Steffen Volk: Ich will das nicht pauschalisieren. Aber ich glaube, wenn sich Führungskräfte und Entscheidungsträger solcher Unternehmen ehrlich reflektieren würden, dann könnte es sein, dass man zu der Erkenntnis kommt, dass eine höhere Fluktuation womöglich auch mit der sinkenden Bereitschaft der Mitarbeitenden zu tun hat, in einem solchen Unternehmen arbeiten zu wollen.
Die Frage, die sich dann stellt: Gewinne ich durch eine solche nicht vorhandene Fehlerkultur wirklich etwas? Oder mache ich vielleicht mehr kaputt? Eine Fluktuation muss ich ja wieder wettmachen. Und das „Onboarding“ neuer Mitarbeiter kostet viel Zeit, Energie und Geld. Wenn ich immer wieder neue Mitarbeiter einlernen muss, kostet das ebenso viel Zeit. Darunter leidet die Produktivität.
Ist ein Betrieb langfristig gefährdet, wenn die Resilienz bei Führungskräften langfristig nachlässt?
Helmut Martin: Zu hundert Prozent ja! Wenn Führungskräfte wegbrechen, brechen bei den meisten Unternehmen die tragenden Säulen weg. Neben einem Mangel an Orientierung und Leitung bricht auch der Informationsfluss weg – mit fatalen Folgen!

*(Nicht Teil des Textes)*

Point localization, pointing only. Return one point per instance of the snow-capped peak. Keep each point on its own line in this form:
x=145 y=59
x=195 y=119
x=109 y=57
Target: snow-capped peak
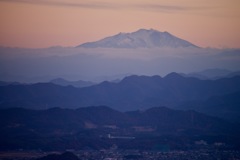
x=141 y=38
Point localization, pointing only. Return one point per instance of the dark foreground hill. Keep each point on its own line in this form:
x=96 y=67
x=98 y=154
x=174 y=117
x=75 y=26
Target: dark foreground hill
x=133 y=92
x=217 y=97
x=102 y=127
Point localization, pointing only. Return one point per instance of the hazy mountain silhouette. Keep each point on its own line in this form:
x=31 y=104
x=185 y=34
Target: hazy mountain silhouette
x=211 y=74
x=142 y=38
x=79 y=84
x=133 y=92
x=61 y=129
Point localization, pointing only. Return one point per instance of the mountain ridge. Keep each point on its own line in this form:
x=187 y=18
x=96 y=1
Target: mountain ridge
x=100 y=127
x=141 y=38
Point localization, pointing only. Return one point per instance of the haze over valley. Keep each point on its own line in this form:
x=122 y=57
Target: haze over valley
x=119 y=80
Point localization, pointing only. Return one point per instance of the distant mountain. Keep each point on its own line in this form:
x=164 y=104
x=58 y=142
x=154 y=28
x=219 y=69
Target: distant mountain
x=133 y=92
x=101 y=127
x=142 y=38
x=79 y=84
x=211 y=74
x=3 y=83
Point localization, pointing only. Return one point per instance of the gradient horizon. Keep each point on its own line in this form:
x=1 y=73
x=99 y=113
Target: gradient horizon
x=40 y=24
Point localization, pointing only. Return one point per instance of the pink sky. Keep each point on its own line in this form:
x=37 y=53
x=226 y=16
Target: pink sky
x=45 y=23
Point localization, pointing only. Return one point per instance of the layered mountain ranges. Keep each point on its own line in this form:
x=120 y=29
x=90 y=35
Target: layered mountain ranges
x=102 y=127
x=142 y=38
x=132 y=93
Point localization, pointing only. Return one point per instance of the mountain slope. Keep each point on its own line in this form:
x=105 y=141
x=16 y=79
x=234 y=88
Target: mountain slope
x=140 y=39
x=133 y=92
x=101 y=127
x=79 y=84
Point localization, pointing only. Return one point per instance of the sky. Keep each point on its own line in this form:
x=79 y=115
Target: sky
x=46 y=23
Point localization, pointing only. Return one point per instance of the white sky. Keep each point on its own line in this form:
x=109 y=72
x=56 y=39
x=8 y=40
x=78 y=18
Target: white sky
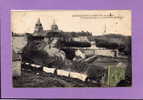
x=24 y=21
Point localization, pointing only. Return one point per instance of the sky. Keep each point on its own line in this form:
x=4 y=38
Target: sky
x=98 y=22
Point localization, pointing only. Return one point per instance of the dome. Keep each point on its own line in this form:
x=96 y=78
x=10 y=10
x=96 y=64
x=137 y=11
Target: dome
x=54 y=27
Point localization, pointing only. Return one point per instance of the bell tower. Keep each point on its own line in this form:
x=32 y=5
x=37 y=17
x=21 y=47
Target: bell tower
x=54 y=27
x=38 y=27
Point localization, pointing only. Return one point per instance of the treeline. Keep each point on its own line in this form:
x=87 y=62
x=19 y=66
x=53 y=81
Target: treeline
x=114 y=41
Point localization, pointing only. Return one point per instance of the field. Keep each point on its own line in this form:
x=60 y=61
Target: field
x=38 y=79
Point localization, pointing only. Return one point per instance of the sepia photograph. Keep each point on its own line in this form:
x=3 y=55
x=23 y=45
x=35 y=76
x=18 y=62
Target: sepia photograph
x=71 y=48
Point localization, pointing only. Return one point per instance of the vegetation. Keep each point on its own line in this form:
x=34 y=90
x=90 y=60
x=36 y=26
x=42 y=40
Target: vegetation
x=114 y=41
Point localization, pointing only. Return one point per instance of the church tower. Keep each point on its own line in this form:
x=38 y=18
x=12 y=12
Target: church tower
x=54 y=27
x=38 y=27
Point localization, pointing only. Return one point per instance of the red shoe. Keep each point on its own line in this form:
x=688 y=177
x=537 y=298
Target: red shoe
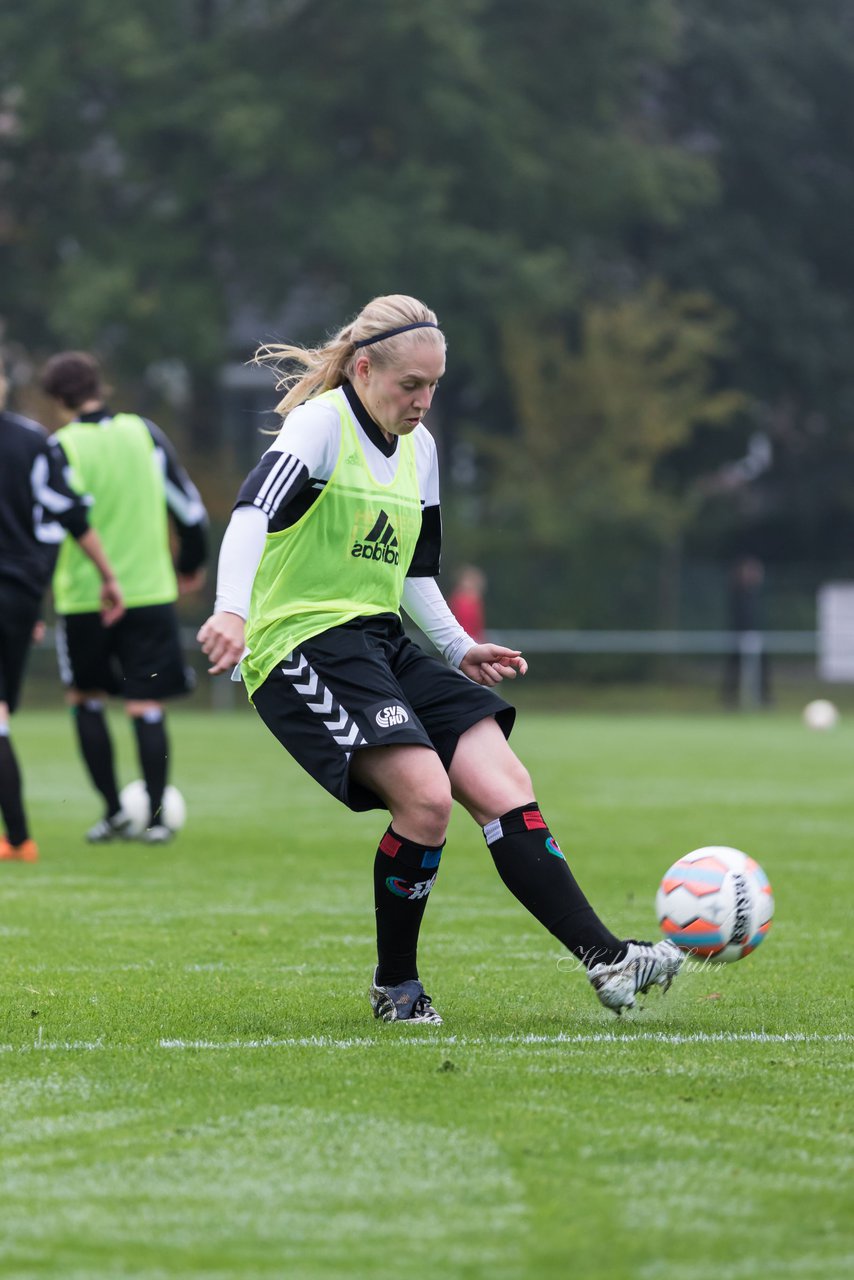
x=27 y=851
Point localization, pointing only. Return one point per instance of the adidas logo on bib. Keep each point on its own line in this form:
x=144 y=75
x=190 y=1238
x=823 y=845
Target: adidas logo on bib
x=379 y=544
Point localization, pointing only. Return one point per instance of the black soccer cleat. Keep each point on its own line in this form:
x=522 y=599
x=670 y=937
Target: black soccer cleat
x=407 y=1002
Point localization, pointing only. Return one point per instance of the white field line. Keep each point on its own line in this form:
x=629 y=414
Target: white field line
x=412 y=1040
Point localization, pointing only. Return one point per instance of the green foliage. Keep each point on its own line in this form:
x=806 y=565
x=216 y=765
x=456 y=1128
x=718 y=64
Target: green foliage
x=596 y=421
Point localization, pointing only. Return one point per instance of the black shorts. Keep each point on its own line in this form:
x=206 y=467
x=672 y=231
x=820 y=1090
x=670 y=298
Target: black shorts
x=138 y=658
x=18 y=616
x=366 y=684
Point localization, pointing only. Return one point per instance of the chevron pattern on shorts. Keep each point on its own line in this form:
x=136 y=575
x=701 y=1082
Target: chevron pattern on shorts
x=319 y=699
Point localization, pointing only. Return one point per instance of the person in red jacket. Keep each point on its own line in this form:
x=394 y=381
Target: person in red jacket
x=466 y=602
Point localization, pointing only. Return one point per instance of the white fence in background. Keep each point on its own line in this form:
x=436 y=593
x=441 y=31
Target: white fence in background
x=750 y=647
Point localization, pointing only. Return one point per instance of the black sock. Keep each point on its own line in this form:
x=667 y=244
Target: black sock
x=96 y=749
x=154 y=752
x=403 y=876
x=533 y=868
x=12 y=804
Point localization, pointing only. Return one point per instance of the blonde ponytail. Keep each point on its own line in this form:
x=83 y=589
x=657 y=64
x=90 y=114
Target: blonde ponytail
x=332 y=365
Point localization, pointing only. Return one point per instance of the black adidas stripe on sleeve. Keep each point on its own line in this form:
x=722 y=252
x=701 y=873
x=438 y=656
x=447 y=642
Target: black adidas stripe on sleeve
x=428 y=549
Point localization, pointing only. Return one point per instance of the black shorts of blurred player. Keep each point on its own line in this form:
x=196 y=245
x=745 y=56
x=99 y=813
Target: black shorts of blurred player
x=18 y=616
x=366 y=684
x=138 y=659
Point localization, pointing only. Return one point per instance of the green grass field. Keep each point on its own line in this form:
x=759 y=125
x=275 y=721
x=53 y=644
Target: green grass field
x=193 y=1086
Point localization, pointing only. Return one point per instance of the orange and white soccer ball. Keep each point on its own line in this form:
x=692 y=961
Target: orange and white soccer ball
x=715 y=903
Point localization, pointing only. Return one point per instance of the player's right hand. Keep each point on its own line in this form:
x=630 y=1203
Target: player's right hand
x=223 y=640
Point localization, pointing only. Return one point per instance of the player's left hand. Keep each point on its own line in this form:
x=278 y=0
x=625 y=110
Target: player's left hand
x=491 y=663
x=112 y=602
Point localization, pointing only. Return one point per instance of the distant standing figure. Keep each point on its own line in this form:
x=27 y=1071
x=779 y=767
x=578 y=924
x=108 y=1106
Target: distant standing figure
x=37 y=508
x=744 y=609
x=466 y=602
x=136 y=481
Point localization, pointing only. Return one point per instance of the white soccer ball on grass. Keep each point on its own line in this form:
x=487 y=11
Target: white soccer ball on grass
x=821 y=713
x=135 y=801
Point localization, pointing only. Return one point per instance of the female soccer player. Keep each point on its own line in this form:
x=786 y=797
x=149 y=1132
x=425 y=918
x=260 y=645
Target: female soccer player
x=334 y=530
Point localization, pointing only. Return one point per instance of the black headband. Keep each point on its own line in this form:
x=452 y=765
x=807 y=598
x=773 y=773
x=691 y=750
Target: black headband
x=392 y=333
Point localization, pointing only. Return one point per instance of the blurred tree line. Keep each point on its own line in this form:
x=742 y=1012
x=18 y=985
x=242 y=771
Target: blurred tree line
x=631 y=218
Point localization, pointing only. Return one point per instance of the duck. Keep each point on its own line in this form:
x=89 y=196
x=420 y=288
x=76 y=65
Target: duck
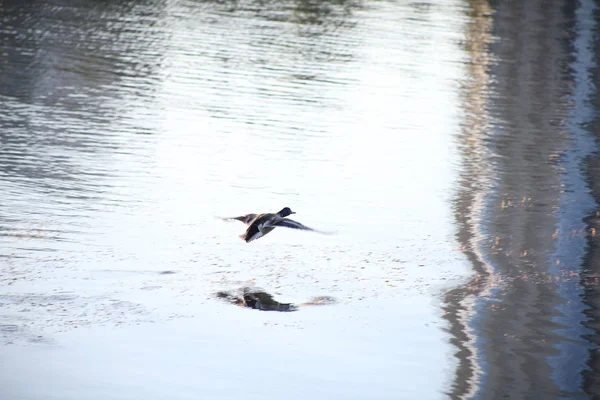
x=261 y=224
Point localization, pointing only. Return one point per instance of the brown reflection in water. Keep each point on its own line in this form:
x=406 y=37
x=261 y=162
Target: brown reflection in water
x=515 y=141
x=591 y=263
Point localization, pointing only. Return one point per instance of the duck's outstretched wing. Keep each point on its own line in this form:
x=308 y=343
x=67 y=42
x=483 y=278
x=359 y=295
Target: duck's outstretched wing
x=247 y=219
x=290 y=223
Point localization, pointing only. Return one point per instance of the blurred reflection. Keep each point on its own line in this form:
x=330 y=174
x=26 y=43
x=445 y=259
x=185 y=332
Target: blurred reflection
x=523 y=199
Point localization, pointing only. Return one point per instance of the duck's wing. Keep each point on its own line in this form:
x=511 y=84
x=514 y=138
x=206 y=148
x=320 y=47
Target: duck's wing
x=247 y=219
x=290 y=223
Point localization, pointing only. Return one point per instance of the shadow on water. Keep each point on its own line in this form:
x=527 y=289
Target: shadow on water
x=526 y=325
x=261 y=300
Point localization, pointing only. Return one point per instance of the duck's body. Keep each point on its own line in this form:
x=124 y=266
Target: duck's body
x=261 y=224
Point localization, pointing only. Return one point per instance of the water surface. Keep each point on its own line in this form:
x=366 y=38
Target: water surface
x=452 y=146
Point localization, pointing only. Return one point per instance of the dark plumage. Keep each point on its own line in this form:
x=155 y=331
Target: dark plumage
x=261 y=224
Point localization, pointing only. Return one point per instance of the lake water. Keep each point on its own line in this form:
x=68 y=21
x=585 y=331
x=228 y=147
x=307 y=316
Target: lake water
x=451 y=145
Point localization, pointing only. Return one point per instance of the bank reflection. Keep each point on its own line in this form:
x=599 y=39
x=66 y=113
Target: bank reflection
x=523 y=200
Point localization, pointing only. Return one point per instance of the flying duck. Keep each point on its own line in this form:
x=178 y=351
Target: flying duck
x=261 y=224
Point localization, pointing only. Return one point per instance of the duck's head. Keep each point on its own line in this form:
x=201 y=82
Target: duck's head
x=285 y=212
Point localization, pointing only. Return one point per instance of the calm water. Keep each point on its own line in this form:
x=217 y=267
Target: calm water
x=452 y=145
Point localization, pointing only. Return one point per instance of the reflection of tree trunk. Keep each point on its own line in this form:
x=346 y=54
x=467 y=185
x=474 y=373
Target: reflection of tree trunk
x=512 y=323
x=459 y=302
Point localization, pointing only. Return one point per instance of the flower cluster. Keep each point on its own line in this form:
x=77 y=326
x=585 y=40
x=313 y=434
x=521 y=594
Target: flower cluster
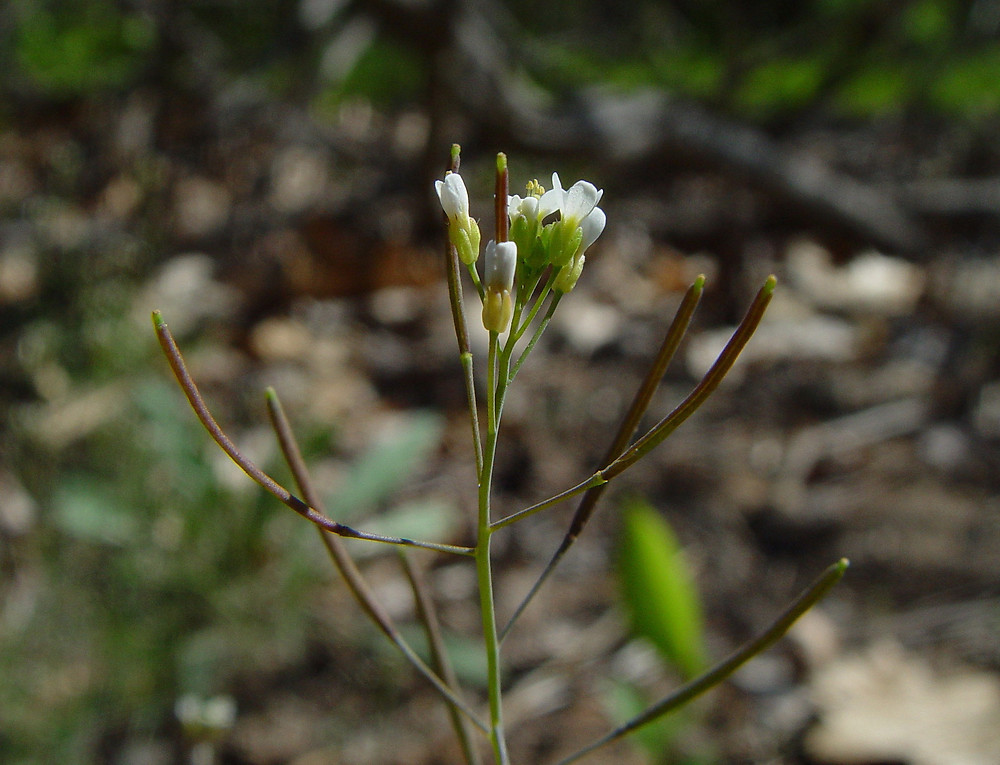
x=547 y=230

Steffen Volk: Ich schließe mich dem an. Wenn die Führungsebene wegbricht, ebenso Leistungsträger auf anderen Ebenen, dann hat das massive Auswirkungen auf das Unternehmen. Denken Sie allein an die Tatsache, dass manche Mitarbeiter bis zu 49 Tage wegen Krankheit im Jahr fehlen.
Zu guter Letzt: Nennen Sie die aus Ihrer Sicht 3 wesentlichen Bausteine für eine nachhaltige Resilienz bei Führungskräften!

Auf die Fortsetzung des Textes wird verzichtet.